Cien Fuego gave us our first encounter with inland Cuba. The vintage cars of Havana were gone. People’s transport mainly consisted of horse-drawn carts, cycle rikshaws and motorcycle rikshaws. Trucks had been modified into buses. People gave us foreigners a friendly smile or patiently stopped to answer a question we had posed via Google Translate on the phone.
A bus ride through interior Cuba is an experience perhaps unmatched anywhere in the world. But you need to be patient. You can’t be staring at your watch, cursing the driver. You must sit back and let Cuba take over. The traffic courtesies our driver extended could infuriate the most patient passenger on earth. Often, the bus would come up behind a lonely cyclist or horse-cart making its slow way along the narrow road. But the driver would never honk or try to overtake. He would stay behind, naturally at a slower speed than the cyclist and the horse-cart, till by a stroke of luck, they on their own realized there was a bus behind and made way. I doubt if the driver was complying with a traffic regulation. It seemed to go beyond that – it was humanity at work. Simple respect accorded to less-privileged travellers.

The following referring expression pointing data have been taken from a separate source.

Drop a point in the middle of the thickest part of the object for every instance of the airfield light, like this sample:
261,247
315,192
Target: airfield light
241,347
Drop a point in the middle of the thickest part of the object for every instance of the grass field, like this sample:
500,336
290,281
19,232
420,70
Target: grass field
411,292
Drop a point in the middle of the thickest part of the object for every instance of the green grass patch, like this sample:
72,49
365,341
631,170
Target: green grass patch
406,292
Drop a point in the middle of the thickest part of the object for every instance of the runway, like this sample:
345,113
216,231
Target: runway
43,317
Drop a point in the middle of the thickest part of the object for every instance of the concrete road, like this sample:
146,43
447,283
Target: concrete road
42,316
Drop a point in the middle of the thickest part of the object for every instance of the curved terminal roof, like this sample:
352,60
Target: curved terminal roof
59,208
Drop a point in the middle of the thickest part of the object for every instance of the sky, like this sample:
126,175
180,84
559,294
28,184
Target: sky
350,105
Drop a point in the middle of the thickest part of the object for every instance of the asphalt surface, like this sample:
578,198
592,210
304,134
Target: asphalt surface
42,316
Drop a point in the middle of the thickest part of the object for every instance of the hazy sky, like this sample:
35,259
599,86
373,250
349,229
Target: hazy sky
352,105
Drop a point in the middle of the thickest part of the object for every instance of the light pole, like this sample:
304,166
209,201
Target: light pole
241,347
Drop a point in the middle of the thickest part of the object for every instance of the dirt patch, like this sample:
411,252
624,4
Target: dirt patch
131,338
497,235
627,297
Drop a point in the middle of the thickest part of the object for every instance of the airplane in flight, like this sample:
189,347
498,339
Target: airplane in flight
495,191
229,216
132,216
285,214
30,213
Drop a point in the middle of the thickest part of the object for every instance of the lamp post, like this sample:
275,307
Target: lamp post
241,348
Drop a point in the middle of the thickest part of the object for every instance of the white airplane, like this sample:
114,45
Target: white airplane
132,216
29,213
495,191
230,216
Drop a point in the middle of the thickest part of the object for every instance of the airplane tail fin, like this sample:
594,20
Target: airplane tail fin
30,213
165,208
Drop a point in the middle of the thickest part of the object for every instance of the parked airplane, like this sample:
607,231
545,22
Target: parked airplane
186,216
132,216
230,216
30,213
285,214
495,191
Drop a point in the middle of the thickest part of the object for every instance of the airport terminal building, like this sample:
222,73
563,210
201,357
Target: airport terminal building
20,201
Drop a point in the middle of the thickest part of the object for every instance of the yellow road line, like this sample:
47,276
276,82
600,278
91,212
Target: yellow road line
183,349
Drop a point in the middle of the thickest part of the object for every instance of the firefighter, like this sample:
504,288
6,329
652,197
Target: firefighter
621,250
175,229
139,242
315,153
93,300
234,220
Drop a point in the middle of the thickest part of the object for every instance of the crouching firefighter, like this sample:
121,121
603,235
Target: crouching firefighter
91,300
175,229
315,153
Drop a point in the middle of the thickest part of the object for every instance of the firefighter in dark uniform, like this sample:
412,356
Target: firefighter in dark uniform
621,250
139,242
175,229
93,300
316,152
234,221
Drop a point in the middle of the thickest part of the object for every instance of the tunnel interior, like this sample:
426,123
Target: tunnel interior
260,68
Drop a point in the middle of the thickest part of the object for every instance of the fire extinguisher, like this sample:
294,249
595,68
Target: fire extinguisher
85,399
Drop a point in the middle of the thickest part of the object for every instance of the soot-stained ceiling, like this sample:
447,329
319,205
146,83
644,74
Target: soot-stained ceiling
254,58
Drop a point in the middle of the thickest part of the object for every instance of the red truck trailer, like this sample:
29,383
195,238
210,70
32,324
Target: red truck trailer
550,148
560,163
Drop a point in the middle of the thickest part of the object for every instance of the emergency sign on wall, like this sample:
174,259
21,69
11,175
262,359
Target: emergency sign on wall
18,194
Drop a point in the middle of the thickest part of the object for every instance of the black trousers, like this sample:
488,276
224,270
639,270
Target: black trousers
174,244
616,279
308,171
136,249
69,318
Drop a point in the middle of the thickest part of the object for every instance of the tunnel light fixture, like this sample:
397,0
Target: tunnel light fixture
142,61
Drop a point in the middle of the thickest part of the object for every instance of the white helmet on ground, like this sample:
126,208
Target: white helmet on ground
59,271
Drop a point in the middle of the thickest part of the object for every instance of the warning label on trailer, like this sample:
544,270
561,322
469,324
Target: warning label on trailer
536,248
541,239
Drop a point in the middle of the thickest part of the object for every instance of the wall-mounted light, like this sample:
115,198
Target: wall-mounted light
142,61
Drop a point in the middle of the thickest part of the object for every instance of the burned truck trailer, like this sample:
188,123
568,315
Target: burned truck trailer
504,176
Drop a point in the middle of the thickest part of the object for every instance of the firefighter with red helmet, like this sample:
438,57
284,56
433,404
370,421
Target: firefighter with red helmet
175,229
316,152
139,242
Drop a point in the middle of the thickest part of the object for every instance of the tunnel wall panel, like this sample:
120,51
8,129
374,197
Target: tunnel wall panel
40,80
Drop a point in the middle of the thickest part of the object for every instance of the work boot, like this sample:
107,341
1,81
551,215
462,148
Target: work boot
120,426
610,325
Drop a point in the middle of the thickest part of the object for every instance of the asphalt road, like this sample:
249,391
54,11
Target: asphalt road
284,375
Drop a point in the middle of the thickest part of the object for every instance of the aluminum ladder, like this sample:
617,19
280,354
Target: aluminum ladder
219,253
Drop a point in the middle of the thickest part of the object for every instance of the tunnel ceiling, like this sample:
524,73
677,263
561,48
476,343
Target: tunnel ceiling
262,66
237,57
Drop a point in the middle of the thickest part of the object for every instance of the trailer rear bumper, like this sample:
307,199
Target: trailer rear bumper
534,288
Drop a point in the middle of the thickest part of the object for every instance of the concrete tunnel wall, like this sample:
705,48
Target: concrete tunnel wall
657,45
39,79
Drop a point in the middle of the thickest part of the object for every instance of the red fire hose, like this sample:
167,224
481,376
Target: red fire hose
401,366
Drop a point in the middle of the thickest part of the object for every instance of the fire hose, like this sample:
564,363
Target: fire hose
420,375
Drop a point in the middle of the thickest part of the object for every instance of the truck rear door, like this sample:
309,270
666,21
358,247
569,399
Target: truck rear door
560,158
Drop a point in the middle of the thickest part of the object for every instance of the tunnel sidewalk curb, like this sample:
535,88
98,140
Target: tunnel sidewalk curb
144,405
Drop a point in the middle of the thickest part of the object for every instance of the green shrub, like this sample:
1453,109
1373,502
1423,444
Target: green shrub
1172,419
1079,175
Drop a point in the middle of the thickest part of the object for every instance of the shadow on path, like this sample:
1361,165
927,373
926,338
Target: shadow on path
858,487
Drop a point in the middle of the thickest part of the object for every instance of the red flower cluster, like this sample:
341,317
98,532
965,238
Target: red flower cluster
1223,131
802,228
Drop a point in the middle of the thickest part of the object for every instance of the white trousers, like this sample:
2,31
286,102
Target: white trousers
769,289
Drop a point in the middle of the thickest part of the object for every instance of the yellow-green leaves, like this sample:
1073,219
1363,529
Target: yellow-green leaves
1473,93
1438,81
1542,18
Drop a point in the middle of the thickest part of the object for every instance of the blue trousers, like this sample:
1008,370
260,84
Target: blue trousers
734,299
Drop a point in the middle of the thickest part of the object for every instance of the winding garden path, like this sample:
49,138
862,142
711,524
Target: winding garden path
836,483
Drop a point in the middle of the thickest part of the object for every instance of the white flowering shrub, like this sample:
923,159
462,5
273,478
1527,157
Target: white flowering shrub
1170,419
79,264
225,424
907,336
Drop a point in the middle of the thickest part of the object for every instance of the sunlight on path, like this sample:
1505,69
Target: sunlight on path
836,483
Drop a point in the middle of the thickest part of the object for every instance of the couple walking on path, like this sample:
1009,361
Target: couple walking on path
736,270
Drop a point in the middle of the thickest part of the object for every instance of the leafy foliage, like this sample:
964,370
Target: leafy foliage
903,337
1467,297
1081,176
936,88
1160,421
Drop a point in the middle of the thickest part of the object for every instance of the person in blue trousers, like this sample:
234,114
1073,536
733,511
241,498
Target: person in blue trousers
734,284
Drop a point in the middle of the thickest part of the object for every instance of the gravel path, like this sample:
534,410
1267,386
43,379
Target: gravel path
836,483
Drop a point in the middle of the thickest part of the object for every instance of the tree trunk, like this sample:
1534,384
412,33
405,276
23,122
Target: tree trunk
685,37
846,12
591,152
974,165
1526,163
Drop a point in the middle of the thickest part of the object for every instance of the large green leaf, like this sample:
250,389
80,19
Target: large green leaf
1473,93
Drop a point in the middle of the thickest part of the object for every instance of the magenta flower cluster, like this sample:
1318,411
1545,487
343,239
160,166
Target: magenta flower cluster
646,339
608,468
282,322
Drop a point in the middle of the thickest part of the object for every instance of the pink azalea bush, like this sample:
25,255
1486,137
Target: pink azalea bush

Such unique moments filled our bus journeys. The driver would suddenly swerve the bus off the highway along an earth road and stop a short distance away in front of a house. He would honk to let them know he had arrived. The house-people are waiting with jack fruits, coconuts, pumpkins, watermelons, pineapples, bags of rice and whatnot. As those things are being loaded on the bus-top, the two drivers (there always are two drivers) would sit down for a small repast - a drink and some snacks offered by the house-people. Not a passenger showed restlessness. It was clearly understood that the bus service was a package deal. On another occasion, the driver took the bus along some rough paths and came to a halt at a small house. It was his own. Children ran out to greet him. He handed goodies to them, took the washed clothes his wife brought, gave her a peck on the cheek and took the bus out. Passengers looked pleased and happy.
This is the Cuba I cherish. It is not my intention to paint the tragic destiny of an innocent people as something heroic and admirable. What I cherish is the quiet strength with which they confront their destiny. May their destiny change – and may it bring them only happiness.